Berasal dari Bagansiapi-api, Mardi kecil bercita-cita menjadi guru. Kegagalan meraih beasiswa S2 membuatnya terpuruk. Â Permenungan panjang pada malam menjelang Peringatan Wafat Isa Almasih di tahun 1995 membawanya bangkit dari keterpurukan. Mardi menyadari bahwa mungkin Tuhan sedang membelokkan jalannya.
Kini, Mardi dikenal sebagai CEO sebuah perusahaan yang menginspirasi gaya hidup sehat, sekaligus musafir yang hobi mengeksplorasi jalur-jalur yang jarang dilalui orang lain. Ikuti kisah suksesnya di bawah ini.
Aku Ingin Jadi Guru           Â
Mardi lahir di Bagansiapi-api, sebagai anak tengah dari tiga bersaudara. Ayahnya memiliki UMKM produsen mie dan toko kelontong. Di masa mudanya, ayah Mardi menjadi relawan guru, mengajar di "sekolah malam".
Sebelum menikah, ibu Mardi adalah guru di Sinaboi, sebuah desa nelayan yang terletak sekitar 16,5 Km di sebelah utara Bagansiapi-api. Sekolah tersebut adalah satu-satunya sekolah di desa itu. Karena transportasi sangat terbatas, beliau tinggal di asrama guru dekat sekolah.

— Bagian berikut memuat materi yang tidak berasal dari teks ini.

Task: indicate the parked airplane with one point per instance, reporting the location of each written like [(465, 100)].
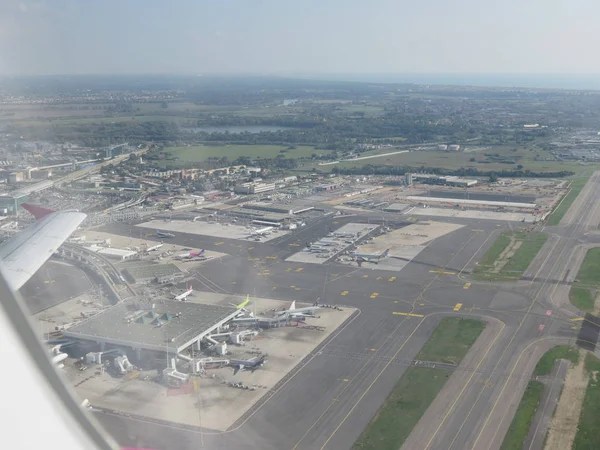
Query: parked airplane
[(260, 232), (244, 303), (154, 247), (24, 253), (162, 234), (186, 294), (251, 364), (190, 255), (371, 256), (294, 312)]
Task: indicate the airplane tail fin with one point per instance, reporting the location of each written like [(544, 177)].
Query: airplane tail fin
[(37, 211)]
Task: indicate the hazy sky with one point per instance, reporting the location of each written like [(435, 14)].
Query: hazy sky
[(299, 36)]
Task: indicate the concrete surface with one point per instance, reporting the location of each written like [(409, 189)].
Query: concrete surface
[(218, 230)]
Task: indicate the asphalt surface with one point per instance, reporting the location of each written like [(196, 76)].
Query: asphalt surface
[(332, 398)]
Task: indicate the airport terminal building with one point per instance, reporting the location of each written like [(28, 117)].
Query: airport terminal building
[(167, 326)]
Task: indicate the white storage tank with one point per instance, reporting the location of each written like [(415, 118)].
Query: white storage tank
[(221, 348)]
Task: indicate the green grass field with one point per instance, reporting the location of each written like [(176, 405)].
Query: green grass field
[(576, 186), (546, 362), (199, 153), (515, 265), (582, 298), (457, 160), (582, 294), (418, 386), (588, 429), (519, 427), (451, 340)]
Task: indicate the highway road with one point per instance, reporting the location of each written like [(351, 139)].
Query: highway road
[(327, 403)]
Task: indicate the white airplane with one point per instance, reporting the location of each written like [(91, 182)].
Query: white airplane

Lahir dalam keluarga guru, menginspirasi Mardi kecil memupuk cita-cita menjadi guru. Baginya, pengetahuan adalah mutiara-mutiara berharga. Ia ingin membagikan mutiara-mutiara yang dimilikinya kepada anak-anak di kota kecilnya, juga anak-anak dari desa-desa tetangga.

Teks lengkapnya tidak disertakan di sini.